How to segment wireless traffic from LAN traffic?
-
My apologies up front if this has been answered already (it most certainly has, but I couldn't seem to find anything about it myself). I currently have a PFSense box setup like so:
Cable Modem <–> PFSense Box <--> Unmanaged switch <--> Internal Network
|
|-->Wireless APThe wireless AP is UniFi AP (from Ubiquiti Networks, 802.11N). Everything is working just as it should. However, I do not feel comfortable with all the wireless traffic bypassing the PFSense box, and was thinking about adding a 3rd Intel NIC to connect the Wireless AP into so it would look more like this:
Cable Modem <--> PFSense Box <--> Unmanaged switch <--> Internal Network
|
|-->Wireless APMy question is would I have any issues that would prop themselves up, versus the setup that I currently have? The only thing that I worry about is being able to access certain internal resources from my wireless devices. Since I would most likely put the Wireless devices on their own separate VLAN (and by extension their own IP address range) would there be something I would need to implement to ensure security (maybe having RADIUS setup on the PFSense box itself, etc?). Any assistance and suggestions you could bring to the table would be welcomed and appreciated. Thanks again in advance.
-
Why would you put the wireless on a separate vlan (not sure that would even work) in that setup)?

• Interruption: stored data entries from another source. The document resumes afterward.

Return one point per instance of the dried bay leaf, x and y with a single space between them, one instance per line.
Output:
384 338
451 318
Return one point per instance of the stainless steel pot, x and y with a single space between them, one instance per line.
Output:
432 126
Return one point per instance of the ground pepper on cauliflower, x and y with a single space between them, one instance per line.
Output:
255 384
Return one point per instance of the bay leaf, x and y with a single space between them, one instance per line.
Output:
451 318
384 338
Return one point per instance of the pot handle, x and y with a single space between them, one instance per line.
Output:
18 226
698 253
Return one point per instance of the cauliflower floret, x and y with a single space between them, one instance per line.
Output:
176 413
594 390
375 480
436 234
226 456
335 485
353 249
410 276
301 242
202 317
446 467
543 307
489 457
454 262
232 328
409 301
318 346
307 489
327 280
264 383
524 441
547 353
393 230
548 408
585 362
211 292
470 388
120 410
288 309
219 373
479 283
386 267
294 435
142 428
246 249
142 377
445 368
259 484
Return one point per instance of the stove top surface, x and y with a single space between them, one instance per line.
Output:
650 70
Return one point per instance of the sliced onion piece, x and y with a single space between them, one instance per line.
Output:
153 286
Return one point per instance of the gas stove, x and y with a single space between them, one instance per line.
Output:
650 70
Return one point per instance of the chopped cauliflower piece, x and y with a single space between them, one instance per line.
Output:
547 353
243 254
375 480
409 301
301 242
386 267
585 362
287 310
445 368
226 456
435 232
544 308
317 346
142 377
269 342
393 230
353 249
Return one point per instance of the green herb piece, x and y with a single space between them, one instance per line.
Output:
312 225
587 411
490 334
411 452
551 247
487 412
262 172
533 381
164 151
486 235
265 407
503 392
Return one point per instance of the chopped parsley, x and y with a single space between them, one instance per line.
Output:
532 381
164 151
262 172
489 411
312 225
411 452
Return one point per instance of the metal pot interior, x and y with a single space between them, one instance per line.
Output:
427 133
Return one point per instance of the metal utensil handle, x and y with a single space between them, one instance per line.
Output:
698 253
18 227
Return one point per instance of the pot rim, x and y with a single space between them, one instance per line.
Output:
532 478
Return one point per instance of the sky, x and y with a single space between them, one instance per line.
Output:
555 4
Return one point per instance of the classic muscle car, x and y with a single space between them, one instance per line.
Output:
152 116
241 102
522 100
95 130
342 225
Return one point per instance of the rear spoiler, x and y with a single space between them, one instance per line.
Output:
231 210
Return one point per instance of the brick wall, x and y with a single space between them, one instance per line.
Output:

They are on a separate interface and will not be able to talk to each other by default. All you need to do would be set appropriate rules for any traffic you want to be able to cross between wifi <–> lan.
-
didn't you ask this same question here https://forum.pfsense.org/index.php?topic=79678.0
-
I commend you on the subject just to let others know.
-
didn't you ask this same question here https://forum.pfsense.org/index.php?topic=79678.0
You are correct. I was planning on deleting this thread and going off of that other one since I figured more people go to the General Section versus Wireless. But I didn't see an option to delete this thread. For that, you have my apologies. I didn't mean to double post.
-
As said, your suggested setup would work as long as you manually add rules that allow traffic between the vlans. For example if you wanted wireless traffic to be able to reach a certain server on a certain IP but nothing else, you'd simply setup a firewall rule that allows traffic from the wireless interface to that IP. It's as simple as that, really.
You could get another network card for the firewall, or you could exchange the switch for a vlan aware one. Not sure what size of a switch you use, but if it's a small one it might be cheaper.